For ie, if there is blood flow to a cluster of alveoli but those alveoli arent recieving ventilation d/t an obstruction upstream. That blood is going to come right back without having gotten any o2 due to a ventilation defecit.

Shunting can also occur if there is a R to L shunt in the heart due to a hole that shouldnt be there. I forgot what that hole is called.

V/Q mismatch is anything where the ventilation and perfusion are not balanced.

So a perfusion problem would be a pulmonary embolus where blood is blocked by a clot so downstream although there is ventilation to the alveolus affected, the blood is not getting there so oxygen is not getting there.

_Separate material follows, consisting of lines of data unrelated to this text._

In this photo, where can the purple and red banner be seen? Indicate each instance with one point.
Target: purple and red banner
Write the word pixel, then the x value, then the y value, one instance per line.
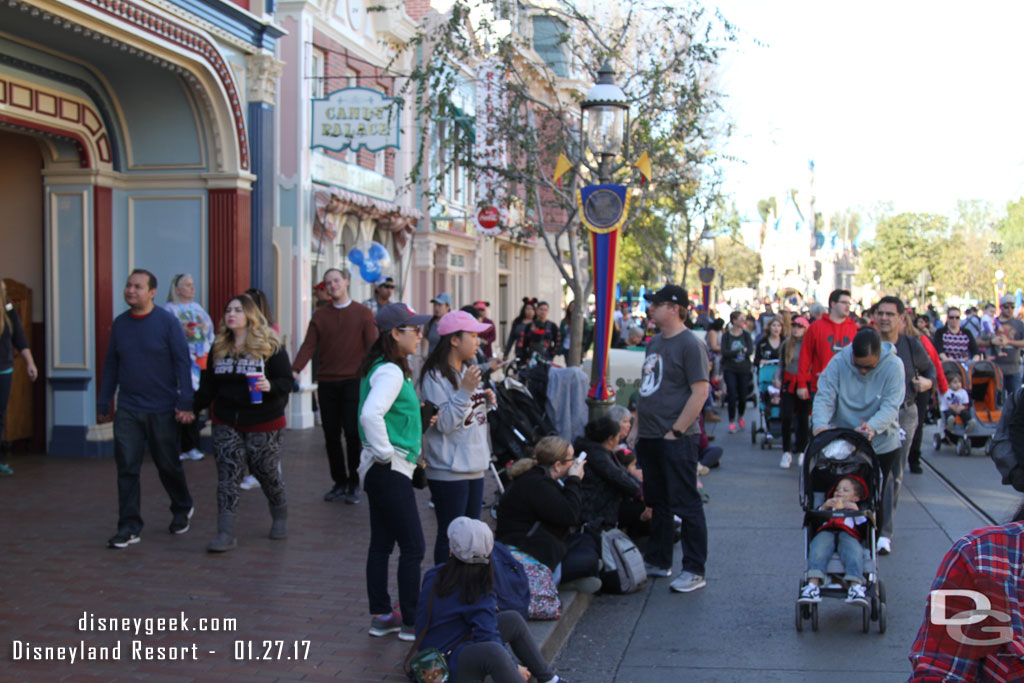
pixel 603 210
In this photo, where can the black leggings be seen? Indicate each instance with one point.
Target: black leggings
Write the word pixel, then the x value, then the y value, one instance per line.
pixel 738 388
pixel 794 407
pixel 477 660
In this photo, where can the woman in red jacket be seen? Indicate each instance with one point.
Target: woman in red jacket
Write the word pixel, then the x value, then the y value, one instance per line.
pixel 913 457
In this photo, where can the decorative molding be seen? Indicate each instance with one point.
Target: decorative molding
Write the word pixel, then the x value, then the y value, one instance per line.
pixel 53 313
pixel 142 19
pixel 31 107
pixel 262 74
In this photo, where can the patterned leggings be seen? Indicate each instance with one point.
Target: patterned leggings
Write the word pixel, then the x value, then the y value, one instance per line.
pixel 233 450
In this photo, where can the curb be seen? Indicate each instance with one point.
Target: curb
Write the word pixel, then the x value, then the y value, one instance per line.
pixel 552 635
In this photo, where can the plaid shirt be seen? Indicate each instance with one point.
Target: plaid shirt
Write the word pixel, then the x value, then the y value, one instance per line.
pixel 990 562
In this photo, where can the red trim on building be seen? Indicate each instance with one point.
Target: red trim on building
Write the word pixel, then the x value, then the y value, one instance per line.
pixel 229 245
pixel 102 230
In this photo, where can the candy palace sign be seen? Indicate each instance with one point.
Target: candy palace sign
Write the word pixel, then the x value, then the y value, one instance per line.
pixel 353 118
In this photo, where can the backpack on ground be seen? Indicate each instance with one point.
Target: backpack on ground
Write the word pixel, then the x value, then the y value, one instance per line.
pixel 511 582
pixel 544 601
pixel 624 568
pixel 999 447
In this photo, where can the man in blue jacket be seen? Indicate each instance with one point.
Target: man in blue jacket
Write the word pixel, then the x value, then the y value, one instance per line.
pixel 147 359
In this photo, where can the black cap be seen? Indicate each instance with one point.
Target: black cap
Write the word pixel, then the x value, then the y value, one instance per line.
pixel 396 314
pixel 669 294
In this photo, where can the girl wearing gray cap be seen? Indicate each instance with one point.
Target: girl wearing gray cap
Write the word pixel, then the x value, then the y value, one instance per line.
pixel 458 614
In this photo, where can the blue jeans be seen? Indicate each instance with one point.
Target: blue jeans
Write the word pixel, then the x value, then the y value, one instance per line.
pixel 132 431
pixel 850 551
pixel 393 518
pixel 670 486
pixel 454 499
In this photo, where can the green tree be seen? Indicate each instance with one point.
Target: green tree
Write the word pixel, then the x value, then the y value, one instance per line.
pixel 903 248
pixel 667 59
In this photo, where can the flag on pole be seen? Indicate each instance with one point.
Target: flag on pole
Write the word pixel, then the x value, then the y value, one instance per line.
pixel 562 166
pixel 643 165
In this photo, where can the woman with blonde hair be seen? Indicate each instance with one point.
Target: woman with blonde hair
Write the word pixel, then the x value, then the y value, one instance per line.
pixel 11 337
pixel 199 334
pixel 541 516
pixel 248 379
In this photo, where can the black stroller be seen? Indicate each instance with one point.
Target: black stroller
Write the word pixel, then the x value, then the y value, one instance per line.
pixel 829 456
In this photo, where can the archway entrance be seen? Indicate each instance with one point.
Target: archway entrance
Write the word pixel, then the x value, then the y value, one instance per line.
pixel 22 267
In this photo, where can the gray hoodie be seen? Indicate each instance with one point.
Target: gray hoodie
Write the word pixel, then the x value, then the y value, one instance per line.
pixel 458 446
pixel 847 398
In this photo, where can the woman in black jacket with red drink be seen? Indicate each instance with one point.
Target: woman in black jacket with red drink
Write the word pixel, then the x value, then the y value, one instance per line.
pixel 248 378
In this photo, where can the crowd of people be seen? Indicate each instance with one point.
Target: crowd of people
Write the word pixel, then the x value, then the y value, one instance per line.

I'm unfamiliar with the term "diffusion limitation" but I know that diffusion is impaired when there is an increase in the distance for which gases to diffuse across.

For ie, with pulmonary edema or pulmonary scarring there is an increased thickness of the "alveolar-capillary membrane." As such, it takes longer for gases to diffuse and less exchange occurs. Another good example is ARDS with all that increased capillary permeability. Pneumonia also has similar increased capillary permeability.

Another example of a problem with diffusion is with atelectasis. When alveoli collapse into eachother there is overall a decrease in surface area for gas exchange.

Good luck :)

Thanks! You've helped a lot! I think you're right on with the diffusion limitation...pretty sure that's what it's talking about!